Enabler code (p/n 63500980000) costs about £220, plus a replacement for the four-way combination switch which includes cruise switch (p/n 76011270100), about £78. Total about £300.
Something to be aware off: the cruise control is connected to the traction control: if the road you’re on triggers the traction control to intervene the cruise control will automatically disconnect. This is probably a safety feature, but might catch you by surprise if you go over a bump.
Order the combination switch early, stocks are low and the part may take more than a month to arrive. Your dealer can activate CC without the switch and you can install it later, but in that case there is a simple procedure to follow to sync the hardware switch with the software (thanks to CrazyCole on advrider.com for the details):
Switch on the ignition
Cruise control system indicator lamp flashes
Press the newly installed control tip switch to the left for 3 seconds
Press the cruise control tip switch to position RES/+ for 3 seconds
Press the cruise control tip switch to position SET/- for 3 seconds
Turn the throttle grip forward past the neutral position (Force it forward a bit, there is a switch on the throttle to disconnect the cruise control if you forcefully decelerate)
The cruise control system indicator lamp should go out
Switch off the ignition
There is a video showing how to install the combination switch and enabling it.
Bikes are pre-equipped. Your dealer need to install a software enabler (P/n 61600940000) about £334.
Once installed and enabled there is a new menu available to turn it on and off. The quickshifter works for both upshift (cutting power) and downshift (blipping the throttle).
If the menu is not present, quickshift+ is not installed. You can still change gear up without using the clutch if you do it at the right RPM, but this is not a true shifter that is cutting the power. Some (rare) bikes have the quickshift active but nothing in the menu: it is a factory misconfiguration and the feature will disappear when the dealer updates the software on the bike…
There are two pairs of connectors you can use to power accessories pulling less than 10Amp (GPS, Heated grips…) either switched by ignition or permanent. Those are documented in the manual.
Two are under the seat, and an easy reach.
Two are inside the headlight housing and are more complicated to access:
The manual points to the access hatch under the headlight housing where those should be accessible. On the R accessing the hatch requires removing the mud guard. But unfortunately, on most bikes the wires are tucked in in a way that make this access impractical.

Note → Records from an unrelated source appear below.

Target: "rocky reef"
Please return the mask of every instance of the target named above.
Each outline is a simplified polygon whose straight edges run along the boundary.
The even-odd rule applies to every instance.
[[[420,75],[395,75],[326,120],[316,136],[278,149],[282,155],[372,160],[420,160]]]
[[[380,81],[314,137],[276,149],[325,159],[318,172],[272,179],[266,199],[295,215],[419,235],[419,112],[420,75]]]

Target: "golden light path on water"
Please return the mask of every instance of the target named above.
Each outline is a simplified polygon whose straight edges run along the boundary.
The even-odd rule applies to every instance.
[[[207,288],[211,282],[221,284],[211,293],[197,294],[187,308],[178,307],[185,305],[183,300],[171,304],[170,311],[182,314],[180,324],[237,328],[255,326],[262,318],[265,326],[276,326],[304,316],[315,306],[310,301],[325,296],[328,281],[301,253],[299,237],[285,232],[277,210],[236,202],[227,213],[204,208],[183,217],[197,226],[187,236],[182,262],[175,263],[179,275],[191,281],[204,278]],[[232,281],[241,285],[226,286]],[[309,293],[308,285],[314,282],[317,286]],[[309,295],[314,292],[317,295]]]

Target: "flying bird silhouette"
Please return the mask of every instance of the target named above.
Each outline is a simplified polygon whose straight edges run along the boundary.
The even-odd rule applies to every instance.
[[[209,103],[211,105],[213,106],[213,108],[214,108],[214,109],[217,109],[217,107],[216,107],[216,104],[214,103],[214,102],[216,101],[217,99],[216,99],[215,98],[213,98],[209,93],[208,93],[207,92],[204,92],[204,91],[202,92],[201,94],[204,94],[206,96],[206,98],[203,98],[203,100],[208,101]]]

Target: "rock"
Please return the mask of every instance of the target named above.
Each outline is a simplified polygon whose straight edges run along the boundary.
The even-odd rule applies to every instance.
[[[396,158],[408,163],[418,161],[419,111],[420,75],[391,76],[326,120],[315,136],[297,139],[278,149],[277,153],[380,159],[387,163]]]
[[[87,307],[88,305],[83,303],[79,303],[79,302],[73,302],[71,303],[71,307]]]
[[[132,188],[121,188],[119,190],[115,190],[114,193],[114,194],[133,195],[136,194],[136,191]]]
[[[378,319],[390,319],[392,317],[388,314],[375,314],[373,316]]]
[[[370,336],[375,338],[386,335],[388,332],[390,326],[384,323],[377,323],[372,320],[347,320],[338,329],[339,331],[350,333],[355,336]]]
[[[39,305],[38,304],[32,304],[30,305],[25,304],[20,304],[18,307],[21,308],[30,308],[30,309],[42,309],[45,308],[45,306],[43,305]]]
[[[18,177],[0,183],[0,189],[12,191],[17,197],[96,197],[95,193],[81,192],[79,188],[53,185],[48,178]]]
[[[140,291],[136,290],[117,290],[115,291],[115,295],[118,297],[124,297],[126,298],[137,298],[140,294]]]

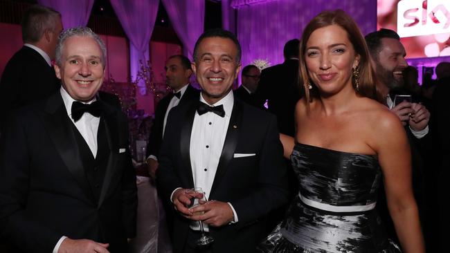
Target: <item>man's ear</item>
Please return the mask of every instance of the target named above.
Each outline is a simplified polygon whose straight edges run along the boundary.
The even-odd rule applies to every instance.
[[[237,76],[239,75],[239,72],[241,71],[242,68],[242,64],[240,62],[238,63],[237,68],[236,68],[236,73],[235,73],[235,79],[237,78]]]
[[[45,41],[47,42],[49,42],[50,40],[51,39],[51,33],[53,32],[50,30],[50,29],[46,29],[44,30],[44,34],[42,36],[44,36],[44,38],[45,39]]]
[[[359,65],[359,61],[361,61],[361,55],[357,55],[354,57],[354,61],[353,62],[353,68],[356,68]]]
[[[194,69],[194,68],[192,68]],[[190,77],[190,76],[192,75],[192,70],[191,69],[188,69],[186,71],[184,71],[184,77],[186,78]]]
[[[58,77],[58,79],[61,79],[61,68],[60,68],[60,66],[57,64],[55,64],[53,66],[53,68],[55,68],[55,73],[56,74],[56,77]]]
[[[194,74],[197,75],[197,68],[196,68],[195,62],[192,62],[190,63],[190,67],[192,68]]]

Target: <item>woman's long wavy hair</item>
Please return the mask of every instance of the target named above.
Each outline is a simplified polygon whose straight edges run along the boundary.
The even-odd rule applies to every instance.
[[[354,78],[352,78],[353,88],[361,96],[376,100],[375,84],[377,79],[370,63],[370,55],[364,37],[361,33],[358,26],[350,16],[342,10],[336,10],[319,13],[309,21],[303,30],[303,35],[300,42],[298,78],[300,86],[300,90],[305,96],[305,101],[307,101],[307,106],[309,108],[309,103],[307,102],[312,101],[313,97],[318,97],[318,91],[309,78],[306,68],[306,43],[314,31],[331,25],[338,25],[347,32],[348,39],[352,43],[356,54],[360,56],[359,64],[358,65],[359,68],[359,88],[357,88]],[[312,86],[311,89],[309,88],[309,84]]]

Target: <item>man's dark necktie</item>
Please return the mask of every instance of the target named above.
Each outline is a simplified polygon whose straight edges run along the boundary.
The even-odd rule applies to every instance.
[[[100,117],[103,111],[102,107],[100,101],[96,101],[91,104],[83,104],[78,101],[74,101],[72,103],[72,118],[77,122],[84,113],[89,113],[94,117]]]
[[[202,115],[208,113],[208,111],[210,111],[211,113],[214,113],[222,118],[224,118],[224,116],[225,116],[225,111],[224,110],[223,104],[217,106],[210,106],[204,102],[199,102],[199,106],[197,108],[197,111],[199,113],[199,115]]]

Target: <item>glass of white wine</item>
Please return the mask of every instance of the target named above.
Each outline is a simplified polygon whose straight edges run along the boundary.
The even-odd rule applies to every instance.
[[[187,193],[195,195],[194,198],[191,200],[191,205],[189,208],[192,208],[199,205],[204,204],[206,202],[206,196],[200,187],[190,189],[188,190]],[[204,212],[195,212],[194,215],[201,215],[204,213]],[[208,245],[214,241],[214,238],[205,232],[205,229],[203,227],[203,222],[201,221],[199,221],[199,224],[200,225],[201,234],[200,238],[197,241],[197,245],[201,247]]]

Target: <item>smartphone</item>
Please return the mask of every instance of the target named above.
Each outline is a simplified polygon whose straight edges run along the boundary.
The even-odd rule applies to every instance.
[[[411,95],[396,95],[395,97],[394,98],[394,107],[404,101],[406,101],[410,103],[412,103],[413,99],[411,98]]]

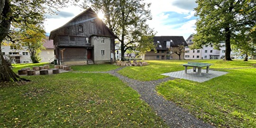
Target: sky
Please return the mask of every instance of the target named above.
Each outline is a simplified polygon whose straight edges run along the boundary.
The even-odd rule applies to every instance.
[[[149,27],[157,32],[156,36],[180,36],[186,40],[196,33],[196,18],[193,9],[195,0],[146,0],[151,3],[150,9],[153,19],[148,21]],[[45,21],[46,31],[50,32],[62,26],[83,11],[73,6],[60,9],[56,15],[46,15]]]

Another way to access is to dismantle the headlight, this takes a lot of screws, a lot of swearing, and solving the enigma of how to remove the metal bar. When you’ve done it once it become easier, and there are great how-to to get you there. The beginning of this video is a step by step removal of the complete front headlight; for the purpose of accessing the power plug there is too much dismantling, but it covers all the bases.
Another alternative reported to work is to access the wires by disconnecting the headlight from the frame, 6 screws, pull it. Putting everything back in is the larger challenge, having another set of hand to help is not superfluous.
In all cases use loctite on all screws on reassembly.
What to connect and where
Most of the accessories for a motorcycle should be connected to switched power to prevent emptying the battery. But both accessory plugs are sharing one 10 amps fuse. In general this is plenty enough: a GPS will pull less than an amp, heated grips around 3 amps. But if you are accessory happy and you plug a GPS, heated grips, heated vest, comfort heated seats, heated boot soles and a set of high power lights you may end up pulling too much energy for the poor fuse.
A simple way to double the available power is to add a relay to pull from the permanent power, which is on another 10 amp fuse. An explanation on how to do this is available on snafu.org.